Pur non avendo riconosciuto ufficialmente il Governo talebano, la Cina è tra i pochi attori internazionali a tenere aperti i canali di comunicazione con l’Emirato, anche mantenendo una presenza diplomatica, e ad aver offerto un sostegno economico continuativo al Paese. In particolare, già nel settembre 2021, a meno di un mese dal ritorno al potere dei talebani, Pechino ha promesso l’invio di oltre 30 milioni di dollari in aiuti umanitari. Inoltre, la Cina è stata molto attiva nel richiedere lo scongelamento degli asset afghani, pari a circa 9 miliardi di dollari, bloccati dall’amministrazione statunitense dopo il ritorno degli ex studenti coranici al potere.

Sul fronte commerciale, la Cina ha escluso nei mesi scorsi l’imposizione di tariffe su circa il 98% delle merci importate dall’Afghanistan al fine di rilanciare le relazioni bilaterali.
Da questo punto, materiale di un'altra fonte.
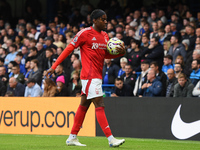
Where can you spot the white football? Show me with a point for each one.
(112, 44)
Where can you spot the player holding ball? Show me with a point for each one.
(93, 46)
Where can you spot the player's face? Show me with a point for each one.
(101, 22)
(119, 84)
(182, 81)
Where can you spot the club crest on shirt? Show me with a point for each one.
(97, 90)
(75, 39)
(106, 40)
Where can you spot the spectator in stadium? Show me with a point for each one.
(195, 75)
(196, 90)
(168, 32)
(145, 42)
(173, 28)
(61, 87)
(24, 53)
(122, 89)
(3, 53)
(16, 73)
(11, 56)
(73, 57)
(18, 60)
(123, 62)
(146, 29)
(178, 69)
(171, 81)
(9, 94)
(40, 48)
(3, 75)
(186, 43)
(153, 86)
(57, 42)
(2, 88)
(110, 72)
(76, 66)
(167, 63)
(49, 88)
(10, 65)
(49, 43)
(59, 71)
(35, 72)
(188, 68)
(128, 77)
(33, 54)
(134, 56)
(32, 89)
(176, 49)
(161, 16)
(184, 87)
(153, 17)
(142, 77)
(161, 35)
(16, 87)
(75, 86)
(166, 46)
(155, 52)
(28, 69)
(161, 76)
(47, 62)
Anche a seguito della scelta di Pechino l’interscambio commerciale, tradizionalmente molto limitato, è cresciuto in maniera importante nell’ultimo anno. In particolare, le esportazioni mensili cinesi in Afghanistan sono passate dai 15.8 milioni di dollari del settembre 2021, a circa 48 milioni nello stesso mese del 2022, mentre le importazioni sono raddoppiate raggiungendo i 600.000 dollari.

In questo contesto, Pechino potrebbe vincolare il futuro sostegno economico all’Emirato al miglioramento delle condizioni generali di sicurezza nel Paese. D’altronde, la diplomazia cinese si era già distinta nei mesi scorsi per la pressione fatta sui talebani affinché tagliassero ogni rapporto con gruppi vicini alla militanza uigura. Finora, però, malgrado le promesse in merito alla chiusura di tutti i canali che garantiscono ai gruppi sostegno materiale e finanziario, l’azione del regime afghano non è stata particolarmente energica. Tuttavia, nel lungo periodo, proprio la crescente minaccia terroristica e l’incapacità dei talebani nel gestire la sicurezza interna potrebbero spingere i grandi attori regionali, come la Cina, a intervenire in maniera più decisa nell’Emirato, ampliando il loro supporto al Governo.